Unnamed: 0,CNN Word,CNN Word Frequency,Fox Word Frequency,Keyness CNN vs. Fox,Fox Word,Fox Word Frequency.1,CNN Word Frequency.1,Keyness Fox vs. CNN
1,cases,2621,408,99.751291,covid19,948,1990,225.376287
2,confirmed,931,115,66.187104,chinese,183,144,198.383793
3,tested,1517,229,63.878797,tonight,286,378,173.430135
4,positive,1412,211,61.382401,news,258,472,86.855362
5,novel,532,52,57.589082,america,127,162,81.021663
6,church,178,5,51.389808,trace,34,6,76.910582
7,morning,405,36,50.105717,we,1257,3648,76.873724
8,ship,540,60,47.321126,bill,126,167,76.093109
9,more,2341,428,45.118093,media,88,90,73.894489
10,of,14807,3351,44.830314,gallagher,43,19,68.841572


### From the above table, it appears that there are many interesting vocabulary differences between Fox and CNN news broadcasts. It appears that these differencs are meaningful in that they help paint a picture of messaging differences between the two news outlets' coronavirus coverage and reveal which words in particular distinguish between their coronavirus messaging and overall responses. 

### Some important words that distinguish CNN news broadcasts from Fox news broadcasts include, 'cases', 'confirmed', 'tested', 'positive', 'outbreakt', 'symptoms', 'deaths', 'died', and 'united states'. Some important words that distinguish Fox news broadcasts from CNN news broadcasts include 'covid19', 'chinese', 'america', 'media', 'china', 'democrats', 'hydroxychloroquine', 'trace', and 'response'.

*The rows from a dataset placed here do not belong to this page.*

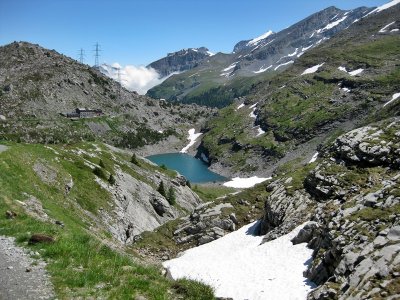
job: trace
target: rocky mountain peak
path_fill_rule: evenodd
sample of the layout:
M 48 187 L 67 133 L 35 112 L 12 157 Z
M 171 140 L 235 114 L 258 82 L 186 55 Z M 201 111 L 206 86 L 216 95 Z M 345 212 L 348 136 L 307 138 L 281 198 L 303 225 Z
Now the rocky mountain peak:
M 161 77 L 166 77 L 171 73 L 193 69 L 212 55 L 206 47 L 182 49 L 168 53 L 166 57 L 149 64 L 148 67 L 155 69 Z

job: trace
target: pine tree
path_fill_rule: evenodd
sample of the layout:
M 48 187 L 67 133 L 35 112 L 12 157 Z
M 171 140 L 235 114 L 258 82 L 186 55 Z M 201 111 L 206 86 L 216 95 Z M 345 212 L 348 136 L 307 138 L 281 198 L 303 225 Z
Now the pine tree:
M 168 189 L 167 201 L 171 205 L 175 205 L 176 203 L 175 190 L 172 186 Z
M 157 192 L 159 192 L 164 197 L 166 196 L 165 195 L 164 182 L 162 180 L 161 180 L 160 184 L 158 185 Z
M 113 174 L 110 174 L 110 177 L 108 177 L 108 182 L 109 182 L 111 185 L 114 185 L 114 184 L 115 184 L 115 178 L 114 178 Z

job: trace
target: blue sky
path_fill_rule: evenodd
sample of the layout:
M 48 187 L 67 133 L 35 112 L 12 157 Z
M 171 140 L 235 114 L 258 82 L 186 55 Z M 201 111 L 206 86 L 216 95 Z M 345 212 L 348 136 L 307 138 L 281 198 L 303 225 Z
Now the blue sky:
M 0 45 L 28 41 L 94 63 L 147 65 L 188 47 L 231 52 L 236 42 L 279 31 L 334 5 L 379 6 L 388 0 L 0 0 Z

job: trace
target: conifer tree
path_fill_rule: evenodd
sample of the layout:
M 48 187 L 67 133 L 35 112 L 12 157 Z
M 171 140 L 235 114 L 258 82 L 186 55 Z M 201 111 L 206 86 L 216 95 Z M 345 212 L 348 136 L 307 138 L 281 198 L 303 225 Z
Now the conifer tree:
M 164 188 L 164 182 L 162 180 L 161 180 L 160 184 L 158 185 L 157 192 L 159 192 L 161 195 L 166 197 L 165 188 Z
M 176 203 L 175 190 L 172 186 L 168 189 L 167 201 L 171 205 L 175 205 Z

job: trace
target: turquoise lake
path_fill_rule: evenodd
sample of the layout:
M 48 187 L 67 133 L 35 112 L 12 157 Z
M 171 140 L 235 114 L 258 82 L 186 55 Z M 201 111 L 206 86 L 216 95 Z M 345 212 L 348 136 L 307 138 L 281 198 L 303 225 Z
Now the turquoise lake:
M 165 153 L 146 157 L 157 165 L 165 165 L 168 169 L 176 170 L 191 183 L 224 181 L 227 178 L 211 172 L 200 159 L 184 153 Z

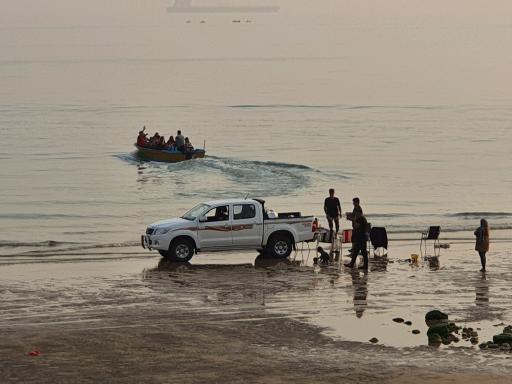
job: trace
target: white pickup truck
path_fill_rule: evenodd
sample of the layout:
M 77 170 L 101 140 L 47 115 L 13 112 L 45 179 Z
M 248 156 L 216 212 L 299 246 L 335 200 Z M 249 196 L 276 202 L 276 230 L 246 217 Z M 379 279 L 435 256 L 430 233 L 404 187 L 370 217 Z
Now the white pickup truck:
M 313 240 L 313 216 L 298 212 L 273 216 L 259 199 L 208 201 L 180 218 L 149 225 L 141 245 L 172 260 L 188 261 L 194 252 L 236 249 L 285 258 L 296 243 Z

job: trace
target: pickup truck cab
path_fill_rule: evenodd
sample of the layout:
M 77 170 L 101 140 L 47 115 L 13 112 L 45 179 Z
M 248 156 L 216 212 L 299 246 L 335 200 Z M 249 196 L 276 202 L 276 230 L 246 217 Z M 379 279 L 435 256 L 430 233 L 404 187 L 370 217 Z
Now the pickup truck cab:
M 141 245 L 175 261 L 188 261 L 195 252 L 240 249 L 285 258 L 296 243 L 313 240 L 313 219 L 299 212 L 275 215 L 259 199 L 214 200 L 150 224 Z

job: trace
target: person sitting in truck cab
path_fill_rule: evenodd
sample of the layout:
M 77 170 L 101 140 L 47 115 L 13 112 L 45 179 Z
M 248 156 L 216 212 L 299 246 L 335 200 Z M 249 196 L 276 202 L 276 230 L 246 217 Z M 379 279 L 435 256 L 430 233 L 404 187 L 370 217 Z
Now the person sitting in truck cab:
M 228 207 L 223 205 L 222 207 L 218 207 L 215 212 L 215 217 L 217 221 L 226 221 L 229 219 Z
M 207 214 L 206 214 L 206 221 L 208 222 L 212 222 L 212 221 L 226 221 L 229 219 L 229 210 L 228 210 L 228 206 L 227 205 L 223 205 L 221 207 L 217 207 L 215 208 L 215 212 L 213 212 L 214 210 L 211 209 Z M 212 215 L 213 213 L 213 215 Z

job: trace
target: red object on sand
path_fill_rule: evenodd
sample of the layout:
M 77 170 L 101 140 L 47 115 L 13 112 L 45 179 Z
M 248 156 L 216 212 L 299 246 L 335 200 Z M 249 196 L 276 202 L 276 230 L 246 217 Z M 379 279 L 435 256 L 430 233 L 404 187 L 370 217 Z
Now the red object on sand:
M 40 354 L 41 352 L 39 352 L 37 349 L 29 352 L 29 356 L 39 356 Z
M 343 231 L 343 242 L 344 243 L 352 242 L 352 230 L 351 229 L 345 229 Z

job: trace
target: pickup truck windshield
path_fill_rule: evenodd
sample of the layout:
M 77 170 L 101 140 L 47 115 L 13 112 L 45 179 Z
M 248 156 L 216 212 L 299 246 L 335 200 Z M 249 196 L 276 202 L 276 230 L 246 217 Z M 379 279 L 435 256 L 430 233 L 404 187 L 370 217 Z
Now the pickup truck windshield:
M 194 208 L 192 208 L 190 211 L 185 213 L 183 216 L 181 216 L 182 219 L 194 221 L 199 216 L 201 216 L 206 210 L 210 208 L 209 205 L 206 204 L 199 204 L 196 205 Z

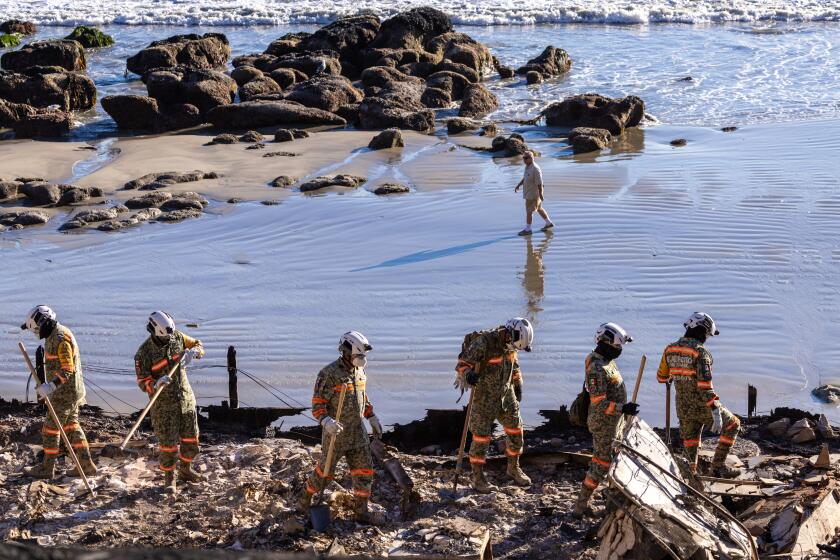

### CNN appears to have focused its messaging around the United States, the spread of the coronavirus, and the results of this spread. Their response has contained significantly more coverage of the number of deaths in the U.S., the symptoms patients have suffered from, the number of confirmed cases, the spread of the virus, and the evolution of testing in the U.S. compared with Fox's response.

### In contrast, Fox appears to have focussed its messaging around China, focussing a lot of coverge around both the country and Chinese people much more than CNN has. Fox mentions China significantly more than it mentions America (362 times versus 127 times), and mentions Chinese more than it mentions America as well (183 times versus 127 times). Fox also mentions China and Chinese significantly more than CNN does. Moreover, it appears that Fox has made its messaging significantly more political than CNN has. Fox has mentioned the words democrats and biden a total of 166 times which is not only significantly more than CNN has mentioned them, but is also more than Fox has mentioned America (127 times). Moreover, Fox appears to have focussed a lot more attention around the response to coronavirus than CNN has. This is underscored by Fox's focus on the malaria drug hydroxychloroquine, which it has mentioned significantly more than CNN has. 

### Overall, it appears that there are certain words that distinguish CNN and Fox coronavirus responses from one another. It also appears that these vocbulary differences paint a picture of the differences between the messaging and content of each news outlet's responses.